On the committee corridor, the Environmental Audit Committee concludes its inquiry into toxic chemicals (14.00 BST) by quizzing Environment Minister Thérèse Coffey and Business Minister Kelly Tolhurst, along with officials from the Health and Safety Executive and Public Health England.
At 14.30 BST, the DCMS sub-committee on disinformation hears from Facebook critic Aaron Greenspan (see above).
In the Lords (15.00 BST), peers will look at the detail of the Kew Gardens (Leases) (No. 3) Bill - an almost completely uncontroversial government bill to extend the maximum allowable lease on Kew Gardens' land from the current 31 to 150 years.
Then come two short debates, on tidal power and a report from a cross-party parliamentary group on engaging young people in heritage railways.
Thursday 6 June
MPs begin their day at 09.30 BST with half an hour of International Trade Questions, followed by International Development Questions and then Business Questions, which will provide a debut for the new Commons leader Mel Stride.
With the government in a holding pattern, it is hard to see him having much substantial legislation to announce.
Once again, the main debates are on Backbench Business Committee motions.
First, Kensington MP Emma Dent Coad leads a general debate on the response to the Grenfell Tower fire.
Following this, there's a debate on the position of an estimated 200,000 people, often customers of the collapsed lender Northern Rock, who are trapped in mortgages with interest rates as high as 7% or more, unable to access the better rates that are now available.
Conservative MP Charlie Elphicke and Labour's Martin Whitfield, who will lead the debate, want a change in the rules to allow customers the right to move to other banks and other providers.
In Westminster Hall (13.30 BST), Treasury Committee Chair Nicky Morgan introduces a report on consumers' access to financial services, which looked at whether vulnerable consumers paid more, and called for action to boost financial inclusion so more people have access to cheaper credit.
At 15.00 BST, Labour's Matt Western leads a debate on local bus drivers' working hours - he has already proposed a 10-minute rule bill on the issue and he argues that the current law is not keeping the public safe. He wants local bus drivers to be subject to the same working-hour regulations as long-distance bus drivers or lorry drivers.

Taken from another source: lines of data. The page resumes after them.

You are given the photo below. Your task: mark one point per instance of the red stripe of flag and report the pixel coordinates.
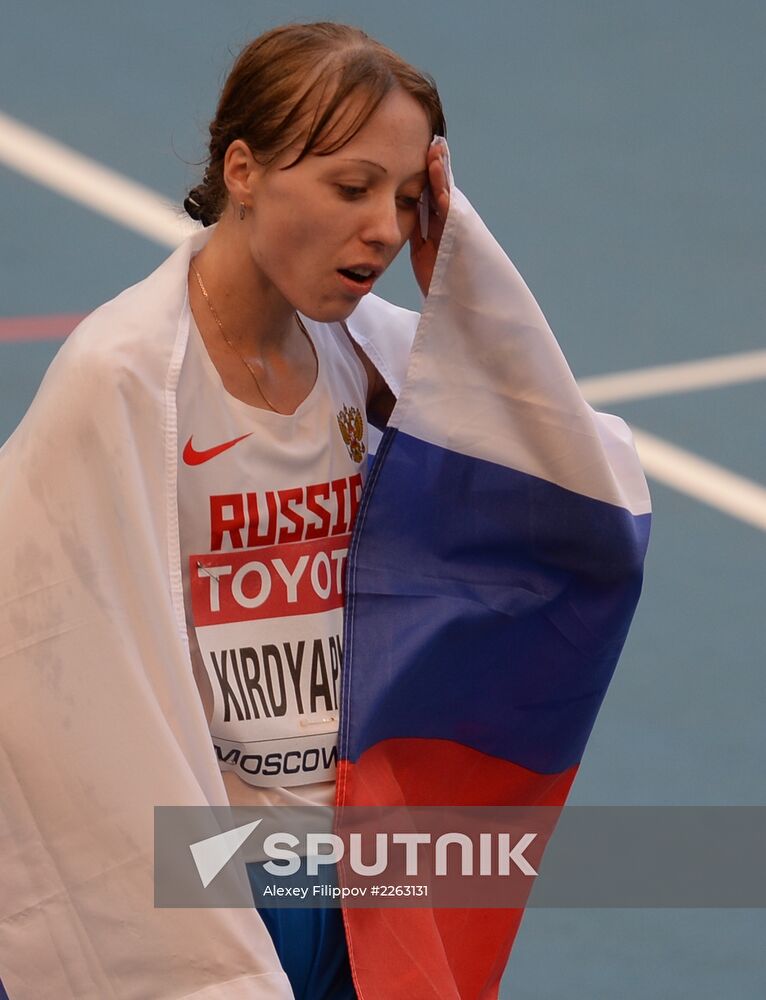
(19, 329)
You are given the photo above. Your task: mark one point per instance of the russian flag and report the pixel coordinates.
(495, 568)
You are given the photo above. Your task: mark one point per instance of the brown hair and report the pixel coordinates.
(297, 80)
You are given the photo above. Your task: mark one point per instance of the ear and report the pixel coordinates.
(241, 173)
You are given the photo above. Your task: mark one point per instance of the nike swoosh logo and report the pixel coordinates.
(193, 457)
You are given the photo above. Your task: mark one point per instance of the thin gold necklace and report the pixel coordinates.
(241, 356)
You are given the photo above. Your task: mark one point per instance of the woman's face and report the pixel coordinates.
(349, 210)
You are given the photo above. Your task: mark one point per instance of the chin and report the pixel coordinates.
(332, 312)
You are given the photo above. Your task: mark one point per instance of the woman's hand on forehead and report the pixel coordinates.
(423, 251)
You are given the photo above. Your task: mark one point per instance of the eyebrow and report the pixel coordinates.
(372, 163)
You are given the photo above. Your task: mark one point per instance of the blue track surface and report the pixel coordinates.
(617, 151)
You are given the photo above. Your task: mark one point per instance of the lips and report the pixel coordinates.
(360, 277)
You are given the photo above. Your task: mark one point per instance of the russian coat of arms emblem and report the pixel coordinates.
(351, 425)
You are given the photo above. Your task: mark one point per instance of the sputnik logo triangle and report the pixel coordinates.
(211, 854)
(193, 457)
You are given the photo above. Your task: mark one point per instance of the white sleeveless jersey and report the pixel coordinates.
(266, 506)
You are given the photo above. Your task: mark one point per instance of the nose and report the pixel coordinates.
(384, 224)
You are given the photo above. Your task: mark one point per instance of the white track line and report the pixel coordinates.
(73, 175)
(703, 480)
(686, 376)
(67, 172)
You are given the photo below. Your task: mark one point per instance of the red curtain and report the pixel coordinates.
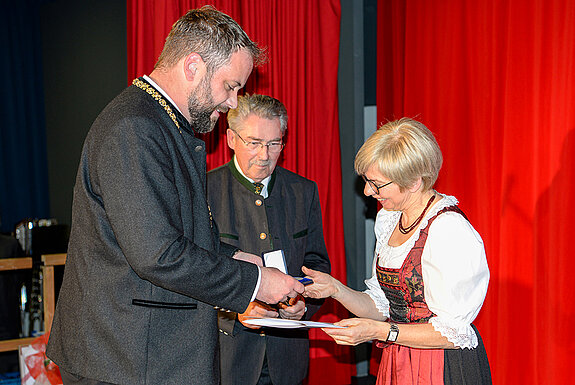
(495, 81)
(302, 38)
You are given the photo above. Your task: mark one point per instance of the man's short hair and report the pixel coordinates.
(210, 33)
(261, 105)
(403, 151)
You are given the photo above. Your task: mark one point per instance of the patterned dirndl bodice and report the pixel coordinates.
(404, 287)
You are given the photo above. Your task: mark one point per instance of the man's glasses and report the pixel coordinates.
(375, 188)
(273, 147)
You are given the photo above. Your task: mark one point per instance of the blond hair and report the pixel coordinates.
(210, 33)
(403, 151)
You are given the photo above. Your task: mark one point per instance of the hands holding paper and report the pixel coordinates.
(355, 330)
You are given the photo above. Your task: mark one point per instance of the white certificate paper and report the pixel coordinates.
(289, 324)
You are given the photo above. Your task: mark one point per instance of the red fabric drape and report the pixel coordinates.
(302, 38)
(495, 81)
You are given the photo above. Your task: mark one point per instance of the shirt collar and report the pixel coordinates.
(265, 181)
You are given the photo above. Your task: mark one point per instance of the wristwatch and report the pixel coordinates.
(393, 333)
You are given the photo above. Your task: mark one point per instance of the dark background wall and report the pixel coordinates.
(85, 66)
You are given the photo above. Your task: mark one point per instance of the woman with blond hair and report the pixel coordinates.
(430, 273)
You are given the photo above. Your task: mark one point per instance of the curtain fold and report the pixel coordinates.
(23, 158)
(302, 38)
(495, 81)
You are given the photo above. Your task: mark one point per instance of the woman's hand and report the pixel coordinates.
(358, 330)
(323, 286)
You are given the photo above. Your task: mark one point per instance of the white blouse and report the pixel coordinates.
(454, 266)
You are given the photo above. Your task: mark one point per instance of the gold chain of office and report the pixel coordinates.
(156, 95)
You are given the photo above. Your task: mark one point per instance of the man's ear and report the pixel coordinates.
(230, 137)
(193, 64)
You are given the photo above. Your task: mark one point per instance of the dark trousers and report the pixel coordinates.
(72, 379)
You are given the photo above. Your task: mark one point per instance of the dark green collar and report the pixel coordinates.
(247, 184)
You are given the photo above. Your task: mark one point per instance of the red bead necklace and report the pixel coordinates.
(405, 230)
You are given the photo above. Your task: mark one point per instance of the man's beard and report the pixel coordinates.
(201, 106)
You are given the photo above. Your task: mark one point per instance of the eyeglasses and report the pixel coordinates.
(273, 147)
(375, 188)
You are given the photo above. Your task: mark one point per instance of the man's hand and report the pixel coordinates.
(276, 286)
(252, 258)
(323, 286)
(256, 309)
(295, 310)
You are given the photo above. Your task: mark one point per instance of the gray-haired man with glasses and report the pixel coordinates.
(259, 207)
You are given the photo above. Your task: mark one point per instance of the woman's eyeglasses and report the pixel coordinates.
(375, 188)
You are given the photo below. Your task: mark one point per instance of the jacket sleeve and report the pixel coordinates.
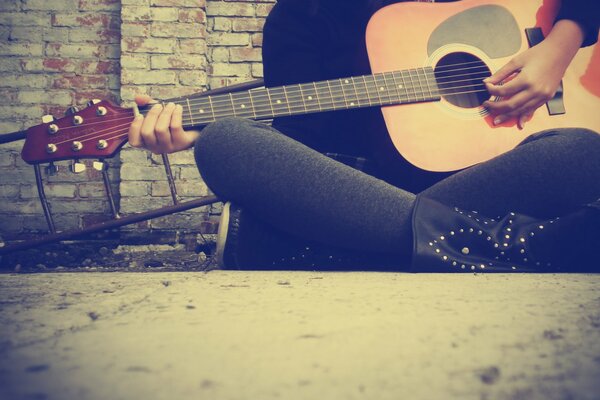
(586, 13)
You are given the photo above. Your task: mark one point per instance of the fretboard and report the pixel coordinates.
(388, 88)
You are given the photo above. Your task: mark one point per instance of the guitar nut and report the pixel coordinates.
(52, 129)
(76, 146)
(51, 148)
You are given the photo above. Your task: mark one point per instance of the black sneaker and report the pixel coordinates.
(245, 243)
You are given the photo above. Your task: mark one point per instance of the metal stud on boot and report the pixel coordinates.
(448, 239)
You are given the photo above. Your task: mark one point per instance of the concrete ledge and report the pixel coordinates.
(299, 335)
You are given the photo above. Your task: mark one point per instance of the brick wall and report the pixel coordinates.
(53, 54)
(57, 54)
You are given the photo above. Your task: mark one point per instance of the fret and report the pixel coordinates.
(302, 98)
(372, 90)
(252, 104)
(367, 90)
(190, 111)
(349, 101)
(412, 95)
(418, 87)
(310, 97)
(432, 84)
(232, 105)
(355, 92)
(204, 111)
(400, 89)
(212, 108)
(268, 91)
(333, 102)
(287, 101)
(280, 104)
(325, 95)
(261, 103)
(317, 96)
(382, 91)
(424, 83)
(241, 105)
(391, 87)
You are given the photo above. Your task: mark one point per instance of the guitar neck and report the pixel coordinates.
(398, 87)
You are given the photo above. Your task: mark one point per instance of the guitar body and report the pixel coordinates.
(457, 132)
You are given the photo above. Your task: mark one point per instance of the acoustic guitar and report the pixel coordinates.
(428, 62)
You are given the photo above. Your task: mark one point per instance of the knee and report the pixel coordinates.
(217, 148)
(220, 133)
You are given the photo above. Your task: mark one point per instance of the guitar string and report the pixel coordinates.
(339, 93)
(383, 99)
(125, 128)
(297, 109)
(371, 77)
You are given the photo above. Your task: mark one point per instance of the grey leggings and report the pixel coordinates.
(297, 190)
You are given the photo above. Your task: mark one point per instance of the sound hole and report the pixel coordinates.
(459, 77)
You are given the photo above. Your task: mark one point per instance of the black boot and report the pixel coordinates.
(448, 239)
(243, 242)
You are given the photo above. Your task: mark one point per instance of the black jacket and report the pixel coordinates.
(312, 40)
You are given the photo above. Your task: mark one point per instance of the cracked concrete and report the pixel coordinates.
(299, 335)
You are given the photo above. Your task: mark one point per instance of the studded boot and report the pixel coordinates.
(448, 239)
(245, 243)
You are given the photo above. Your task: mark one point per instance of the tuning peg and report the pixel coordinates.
(47, 118)
(77, 167)
(71, 110)
(51, 169)
(99, 165)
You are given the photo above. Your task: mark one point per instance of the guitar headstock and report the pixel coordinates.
(97, 131)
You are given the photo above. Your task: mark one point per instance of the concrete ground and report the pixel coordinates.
(299, 335)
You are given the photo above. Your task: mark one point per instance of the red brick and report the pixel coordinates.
(192, 15)
(79, 82)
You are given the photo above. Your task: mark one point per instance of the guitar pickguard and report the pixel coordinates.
(490, 28)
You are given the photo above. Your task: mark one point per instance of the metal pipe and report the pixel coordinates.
(12, 137)
(114, 223)
(109, 192)
(170, 178)
(43, 199)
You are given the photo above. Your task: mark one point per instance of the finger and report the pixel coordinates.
(143, 99)
(526, 117)
(509, 105)
(147, 130)
(512, 67)
(161, 129)
(178, 135)
(508, 89)
(135, 139)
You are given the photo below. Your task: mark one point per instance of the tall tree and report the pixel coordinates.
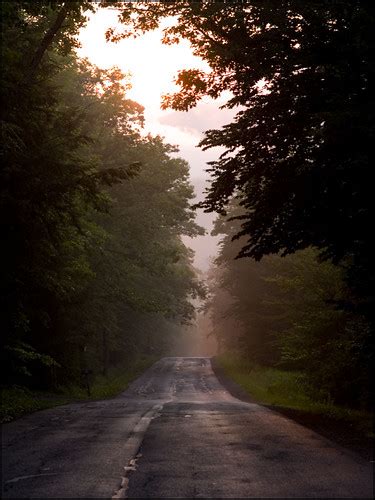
(297, 155)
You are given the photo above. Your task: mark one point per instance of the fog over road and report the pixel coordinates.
(176, 432)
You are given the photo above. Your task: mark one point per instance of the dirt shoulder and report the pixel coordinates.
(340, 431)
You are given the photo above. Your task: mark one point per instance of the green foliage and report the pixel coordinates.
(297, 155)
(92, 275)
(284, 312)
(286, 389)
(17, 401)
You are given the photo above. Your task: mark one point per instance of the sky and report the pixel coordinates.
(152, 68)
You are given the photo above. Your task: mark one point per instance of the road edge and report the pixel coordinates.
(359, 447)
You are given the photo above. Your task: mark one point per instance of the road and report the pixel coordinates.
(176, 432)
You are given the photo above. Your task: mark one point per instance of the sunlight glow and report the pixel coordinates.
(152, 66)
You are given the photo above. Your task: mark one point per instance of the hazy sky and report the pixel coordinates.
(152, 67)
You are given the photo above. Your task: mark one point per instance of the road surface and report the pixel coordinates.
(176, 432)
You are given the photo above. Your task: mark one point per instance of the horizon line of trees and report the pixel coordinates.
(93, 269)
(295, 174)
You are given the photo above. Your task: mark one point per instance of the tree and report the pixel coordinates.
(90, 274)
(282, 311)
(297, 155)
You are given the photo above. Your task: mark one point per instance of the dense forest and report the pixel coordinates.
(93, 270)
(293, 285)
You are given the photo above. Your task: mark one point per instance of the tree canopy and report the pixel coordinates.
(93, 268)
(297, 154)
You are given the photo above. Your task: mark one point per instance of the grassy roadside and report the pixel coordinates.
(286, 393)
(17, 401)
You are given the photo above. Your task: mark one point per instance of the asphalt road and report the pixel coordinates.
(176, 432)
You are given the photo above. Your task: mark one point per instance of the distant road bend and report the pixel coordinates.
(176, 432)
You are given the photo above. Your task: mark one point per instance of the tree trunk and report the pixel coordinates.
(45, 43)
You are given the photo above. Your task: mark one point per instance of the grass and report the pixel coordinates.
(17, 401)
(287, 390)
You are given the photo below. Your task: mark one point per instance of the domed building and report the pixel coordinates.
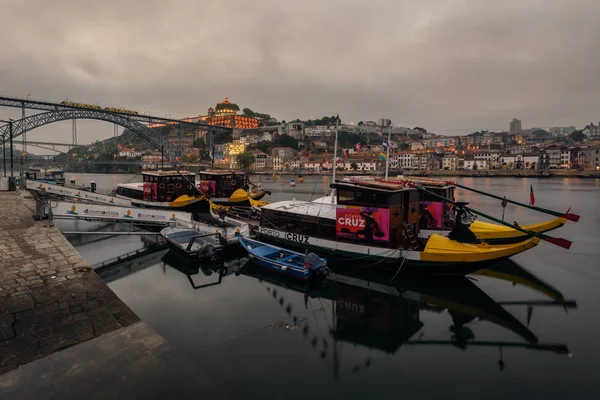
(225, 114)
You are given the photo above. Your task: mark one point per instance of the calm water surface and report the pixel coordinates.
(362, 335)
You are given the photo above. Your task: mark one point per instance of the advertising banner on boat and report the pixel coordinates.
(368, 224)
(208, 187)
(431, 215)
(150, 192)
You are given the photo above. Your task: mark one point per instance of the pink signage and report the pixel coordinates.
(150, 191)
(363, 223)
(431, 215)
(208, 187)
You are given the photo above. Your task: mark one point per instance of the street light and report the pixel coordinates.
(9, 122)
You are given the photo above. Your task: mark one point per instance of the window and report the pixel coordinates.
(346, 195)
(327, 229)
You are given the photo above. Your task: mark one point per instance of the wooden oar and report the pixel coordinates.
(564, 243)
(567, 215)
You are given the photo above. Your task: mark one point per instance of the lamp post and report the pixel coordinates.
(4, 153)
(9, 122)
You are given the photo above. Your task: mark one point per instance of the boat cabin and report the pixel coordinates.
(434, 213)
(166, 186)
(378, 213)
(48, 175)
(373, 214)
(221, 183)
(159, 186)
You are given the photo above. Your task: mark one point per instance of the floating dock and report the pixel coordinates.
(112, 213)
(65, 334)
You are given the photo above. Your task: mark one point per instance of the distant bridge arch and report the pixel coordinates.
(37, 120)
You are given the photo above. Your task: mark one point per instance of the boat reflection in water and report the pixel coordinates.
(376, 311)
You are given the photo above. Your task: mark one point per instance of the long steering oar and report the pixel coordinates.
(567, 215)
(564, 243)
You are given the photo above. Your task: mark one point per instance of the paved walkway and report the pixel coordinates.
(56, 310)
(50, 299)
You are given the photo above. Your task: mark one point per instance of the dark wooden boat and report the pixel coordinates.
(191, 245)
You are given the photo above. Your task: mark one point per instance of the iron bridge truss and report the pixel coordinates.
(137, 123)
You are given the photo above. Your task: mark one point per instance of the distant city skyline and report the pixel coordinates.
(452, 67)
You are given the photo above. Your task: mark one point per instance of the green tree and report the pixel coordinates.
(245, 160)
(577, 136)
(286, 141)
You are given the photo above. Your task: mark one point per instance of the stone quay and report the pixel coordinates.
(65, 334)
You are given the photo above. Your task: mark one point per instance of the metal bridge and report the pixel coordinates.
(55, 112)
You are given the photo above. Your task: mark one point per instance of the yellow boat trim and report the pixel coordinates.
(487, 231)
(216, 207)
(444, 250)
(184, 200)
(239, 196)
(257, 203)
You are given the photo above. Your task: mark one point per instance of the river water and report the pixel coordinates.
(478, 337)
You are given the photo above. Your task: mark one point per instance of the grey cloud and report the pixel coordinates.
(446, 65)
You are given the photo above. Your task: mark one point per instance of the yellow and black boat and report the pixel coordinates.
(229, 188)
(436, 204)
(497, 234)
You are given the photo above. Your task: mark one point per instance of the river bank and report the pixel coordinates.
(452, 173)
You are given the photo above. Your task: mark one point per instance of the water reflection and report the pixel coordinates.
(369, 309)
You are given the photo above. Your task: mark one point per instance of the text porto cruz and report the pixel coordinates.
(294, 237)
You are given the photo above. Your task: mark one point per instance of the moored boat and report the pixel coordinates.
(179, 190)
(376, 225)
(294, 264)
(190, 244)
(54, 176)
(437, 216)
(163, 189)
(229, 188)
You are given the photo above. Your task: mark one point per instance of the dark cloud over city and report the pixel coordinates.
(451, 66)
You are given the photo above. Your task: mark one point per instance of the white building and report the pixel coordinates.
(472, 164)
(561, 130)
(405, 161)
(515, 127)
(565, 158)
(450, 162)
(592, 131)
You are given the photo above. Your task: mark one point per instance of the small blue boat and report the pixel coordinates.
(289, 262)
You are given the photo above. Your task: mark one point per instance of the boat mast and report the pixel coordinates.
(387, 157)
(337, 122)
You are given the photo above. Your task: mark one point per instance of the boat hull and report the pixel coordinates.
(240, 202)
(498, 234)
(281, 260)
(440, 256)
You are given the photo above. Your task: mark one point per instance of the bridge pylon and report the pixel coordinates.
(74, 132)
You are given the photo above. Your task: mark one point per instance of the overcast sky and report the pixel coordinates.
(452, 66)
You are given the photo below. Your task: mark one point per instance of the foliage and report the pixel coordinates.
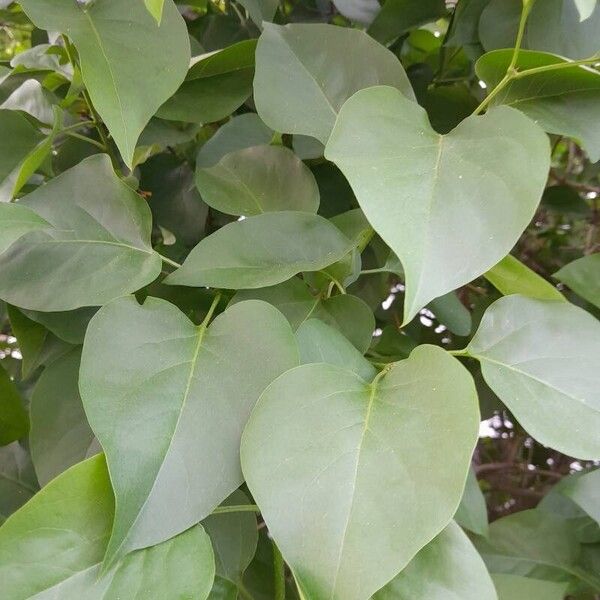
(264, 269)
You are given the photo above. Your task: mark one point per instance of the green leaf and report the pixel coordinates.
(321, 343)
(243, 131)
(260, 10)
(17, 479)
(130, 65)
(472, 511)
(541, 358)
(155, 8)
(176, 397)
(234, 536)
(52, 548)
(583, 277)
(450, 311)
(18, 139)
(14, 420)
(261, 251)
(346, 313)
(566, 27)
(60, 435)
(399, 16)
(562, 101)
(257, 180)
(216, 85)
(37, 345)
(98, 247)
(69, 326)
(515, 587)
(17, 220)
(511, 276)
(322, 441)
(305, 72)
(175, 203)
(533, 543)
(486, 177)
(448, 567)
(585, 491)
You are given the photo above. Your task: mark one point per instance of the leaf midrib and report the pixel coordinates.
(193, 363)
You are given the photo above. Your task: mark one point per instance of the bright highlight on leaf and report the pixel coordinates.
(423, 192)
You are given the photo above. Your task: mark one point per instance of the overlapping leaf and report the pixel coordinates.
(323, 442)
(423, 194)
(168, 401)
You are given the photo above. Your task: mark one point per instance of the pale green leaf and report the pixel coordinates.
(14, 420)
(257, 180)
(448, 568)
(17, 479)
(260, 10)
(563, 101)
(168, 401)
(322, 441)
(60, 435)
(511, 276)
(130, 64)
(98, 247)
(242, 131)
(399, 16)
(234, 536)
(515, 587)
(533, 543)
(305, 72)
(485, 177)
(155, 8)
(346, 313)
(585, 491)
(566, 27)
(53, 546)
(261, 251)
(321, 343)
(217, 84)
(583, 277)
(542, 359)
(18, 139)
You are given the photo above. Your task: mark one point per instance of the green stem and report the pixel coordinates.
(510, 72)
(78, 125)
(463, 352)
(278, 573)
(210, 312)
(220, 510)
(78, 136)
(169, 261)
(243, 592)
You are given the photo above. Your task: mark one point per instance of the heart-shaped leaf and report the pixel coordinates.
(423, 192)
(97, 248)
(130, 64)
(168, 401)
(257, 180)
(449, 567)
(53, 546)
(542, 359)
(322, 441)
(305, 72)
(261, 251)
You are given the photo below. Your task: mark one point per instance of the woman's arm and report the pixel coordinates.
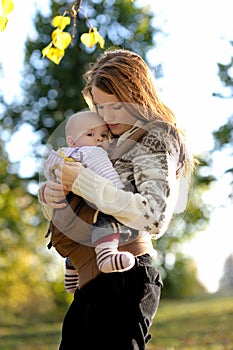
(155, 178)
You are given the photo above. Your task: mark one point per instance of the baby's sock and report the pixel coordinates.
(109, 259)
(71, 279)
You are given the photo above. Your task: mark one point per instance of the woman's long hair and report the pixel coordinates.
(126, 75)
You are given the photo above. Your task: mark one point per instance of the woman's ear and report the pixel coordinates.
(70, 141)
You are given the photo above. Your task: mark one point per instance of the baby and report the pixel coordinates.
(88, 140)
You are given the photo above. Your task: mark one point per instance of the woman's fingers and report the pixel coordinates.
(68, 173)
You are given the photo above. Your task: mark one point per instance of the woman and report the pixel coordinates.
(115, 310)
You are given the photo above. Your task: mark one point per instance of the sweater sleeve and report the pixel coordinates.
(152, 207)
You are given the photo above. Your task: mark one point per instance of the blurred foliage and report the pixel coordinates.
(223, 137)
(226, 282)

Unusually for a Thursday, there is a select committee meeting - the Science and Technology Committee will take evidence from the Chief Medical Officer, Prof Dame Sally Davies (09.30 BST).
In the Lords (11.00 BST), there are debates on the government's plans to support victims of domestic violence and abuse, the treatment of people with learning disabilities and complex needs in in-patient units, and the latest employment figures.